Uma reconciliação entre o republicanismo e os interesses dos trabalhadores também é concebível por motivos filosóficos. Durante a era Reagan, os economistas presumiram que os mercados de trabalho são inerentemente competitivos, o que implica que os sindicatos devem ser cartéis que aumentam os salários acima da taxa competitiva, reduzindo a produção e prejudicando os consumidores. Da mesma forma, as leis de salário mínimo necessariamente levariam a um desemprego maior. Como os economistas defendiam a desregulamentação do mercado de trabalho, as empresas transformaram a teoria em ortodoxia e os republicanos (e, por fim, os democratas) disputaram o apoio das empresas prometendo transformar a nova ortodoxia em política.

Na prática, porém, a desregulamentação - juntamente com outras forças, como a globalização e os avanços tecnológicos que favoreceram as economias de escala - beneficiou as grandes empresas.

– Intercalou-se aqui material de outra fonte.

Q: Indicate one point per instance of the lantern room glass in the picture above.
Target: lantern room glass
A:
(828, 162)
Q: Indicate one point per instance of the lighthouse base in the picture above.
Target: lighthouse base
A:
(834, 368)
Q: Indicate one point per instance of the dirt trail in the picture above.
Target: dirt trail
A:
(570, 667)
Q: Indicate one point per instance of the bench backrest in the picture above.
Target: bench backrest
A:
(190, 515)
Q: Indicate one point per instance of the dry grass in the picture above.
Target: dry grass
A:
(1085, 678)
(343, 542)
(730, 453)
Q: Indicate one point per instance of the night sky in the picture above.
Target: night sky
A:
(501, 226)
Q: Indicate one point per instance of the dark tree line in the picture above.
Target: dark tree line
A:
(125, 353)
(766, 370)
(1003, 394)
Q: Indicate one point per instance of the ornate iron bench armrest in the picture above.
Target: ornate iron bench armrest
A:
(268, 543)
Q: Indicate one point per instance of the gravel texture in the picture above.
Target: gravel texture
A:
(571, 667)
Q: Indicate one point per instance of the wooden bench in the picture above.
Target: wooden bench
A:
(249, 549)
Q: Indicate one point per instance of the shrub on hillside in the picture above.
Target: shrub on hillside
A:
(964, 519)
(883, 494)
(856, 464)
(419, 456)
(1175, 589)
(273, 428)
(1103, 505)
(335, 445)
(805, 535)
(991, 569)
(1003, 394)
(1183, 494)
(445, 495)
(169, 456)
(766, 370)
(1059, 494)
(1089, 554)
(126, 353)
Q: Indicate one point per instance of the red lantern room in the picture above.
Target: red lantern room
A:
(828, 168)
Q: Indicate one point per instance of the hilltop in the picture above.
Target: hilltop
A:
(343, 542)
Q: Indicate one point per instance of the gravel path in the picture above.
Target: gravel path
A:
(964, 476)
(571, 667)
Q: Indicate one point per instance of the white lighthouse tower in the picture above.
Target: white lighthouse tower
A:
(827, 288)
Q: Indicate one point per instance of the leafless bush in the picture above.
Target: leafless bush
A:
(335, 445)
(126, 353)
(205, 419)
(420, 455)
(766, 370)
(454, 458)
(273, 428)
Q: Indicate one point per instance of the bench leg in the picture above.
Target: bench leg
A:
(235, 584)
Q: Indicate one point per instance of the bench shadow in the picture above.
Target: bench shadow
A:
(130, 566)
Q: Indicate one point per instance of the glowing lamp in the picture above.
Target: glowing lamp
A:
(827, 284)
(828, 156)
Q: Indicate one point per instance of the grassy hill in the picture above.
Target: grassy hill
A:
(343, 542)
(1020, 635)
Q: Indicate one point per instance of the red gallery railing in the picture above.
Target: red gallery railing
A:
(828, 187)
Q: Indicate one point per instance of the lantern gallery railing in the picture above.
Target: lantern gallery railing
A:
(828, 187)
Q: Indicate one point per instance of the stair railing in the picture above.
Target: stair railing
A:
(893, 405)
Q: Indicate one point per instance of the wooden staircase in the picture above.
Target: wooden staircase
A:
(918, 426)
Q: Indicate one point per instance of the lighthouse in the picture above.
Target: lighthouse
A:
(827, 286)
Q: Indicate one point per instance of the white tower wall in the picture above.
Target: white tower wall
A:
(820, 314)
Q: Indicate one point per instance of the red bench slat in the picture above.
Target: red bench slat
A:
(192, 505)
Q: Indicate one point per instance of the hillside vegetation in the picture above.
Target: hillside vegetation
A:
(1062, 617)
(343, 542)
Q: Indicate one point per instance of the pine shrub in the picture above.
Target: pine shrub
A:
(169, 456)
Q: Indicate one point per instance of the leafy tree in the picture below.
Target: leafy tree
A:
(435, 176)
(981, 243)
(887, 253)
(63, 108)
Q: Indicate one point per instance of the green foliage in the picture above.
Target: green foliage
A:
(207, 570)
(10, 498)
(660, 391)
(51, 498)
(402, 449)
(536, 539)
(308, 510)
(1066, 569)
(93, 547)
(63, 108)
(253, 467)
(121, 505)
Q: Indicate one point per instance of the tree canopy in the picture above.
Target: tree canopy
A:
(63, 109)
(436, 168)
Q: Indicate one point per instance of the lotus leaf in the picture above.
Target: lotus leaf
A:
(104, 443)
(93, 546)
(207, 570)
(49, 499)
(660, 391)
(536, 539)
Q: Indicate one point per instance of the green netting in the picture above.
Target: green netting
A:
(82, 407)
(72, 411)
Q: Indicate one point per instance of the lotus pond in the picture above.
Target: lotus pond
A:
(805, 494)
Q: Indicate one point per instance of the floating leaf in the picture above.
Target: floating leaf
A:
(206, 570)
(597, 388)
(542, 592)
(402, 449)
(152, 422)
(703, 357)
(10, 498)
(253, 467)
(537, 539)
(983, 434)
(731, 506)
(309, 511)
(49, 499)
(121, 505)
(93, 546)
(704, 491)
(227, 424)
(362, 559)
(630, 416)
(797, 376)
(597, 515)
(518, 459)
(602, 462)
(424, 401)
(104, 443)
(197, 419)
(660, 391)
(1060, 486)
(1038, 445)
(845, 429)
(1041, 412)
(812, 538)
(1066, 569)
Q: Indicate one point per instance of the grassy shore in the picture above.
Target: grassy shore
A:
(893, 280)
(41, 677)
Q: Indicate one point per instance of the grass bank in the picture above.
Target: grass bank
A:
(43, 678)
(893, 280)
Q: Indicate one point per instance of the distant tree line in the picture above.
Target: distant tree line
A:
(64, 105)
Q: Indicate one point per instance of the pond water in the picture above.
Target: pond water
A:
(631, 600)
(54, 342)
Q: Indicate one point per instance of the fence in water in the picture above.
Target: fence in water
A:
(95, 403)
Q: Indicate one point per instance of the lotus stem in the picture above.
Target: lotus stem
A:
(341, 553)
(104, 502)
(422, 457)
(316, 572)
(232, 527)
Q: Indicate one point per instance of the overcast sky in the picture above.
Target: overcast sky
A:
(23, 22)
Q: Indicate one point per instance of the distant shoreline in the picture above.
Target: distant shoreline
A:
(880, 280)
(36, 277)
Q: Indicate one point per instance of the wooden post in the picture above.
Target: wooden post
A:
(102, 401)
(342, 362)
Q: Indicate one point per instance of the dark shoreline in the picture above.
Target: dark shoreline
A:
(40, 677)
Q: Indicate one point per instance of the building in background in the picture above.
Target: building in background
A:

Em pouco tempo, algumas poucas empresas dominaram uma ampla gama de mercados, o que teve duas implicações importantes. Primeiro, isso significava que as empresas eram menos inovadoras e produtivas do que seriam em mercados competitivos. Em segundo lugar, os excedentes gerados pela atividade econômica foram acumulados mais para os investidores e menos para os consumidores e trabalhadores. Com o enfraquecimento do crescimento econômico, a desigualdade aumentou, exemplificada pelo aumento maciço da diferença entre a remuneração dos trabalhadores e a dos executivos.

Uma enxurrada de pesquisas nos últimos anos mostrou que os mercados de trabalho não são tão competitivos, no fim das contas. Os trabalhadores não conseguem mudar de emprego sem problemas, pois enfrentam uma série de obstáculos, como altos custos de busca e a ausência de empregadores concorrentes que estejam contratando. E como os trabalhadores não podem mudar de emprego com facilidade, os empregadores ganham com salários mais baixos e menos vagas. Nesse mundo, os sindicatos não necessariamente reduzem a produtividade (além disso, as evidências desse efeito sempre foram muito escassas); as leis de salário mínimo podem aumentar os salários sem reduzir o emprego (como muitos estudos mostram); e a aplicação de leis antitruste pode restaurar a concorrência nos mercados de trabalho, levando a salários e produtividade mais altos.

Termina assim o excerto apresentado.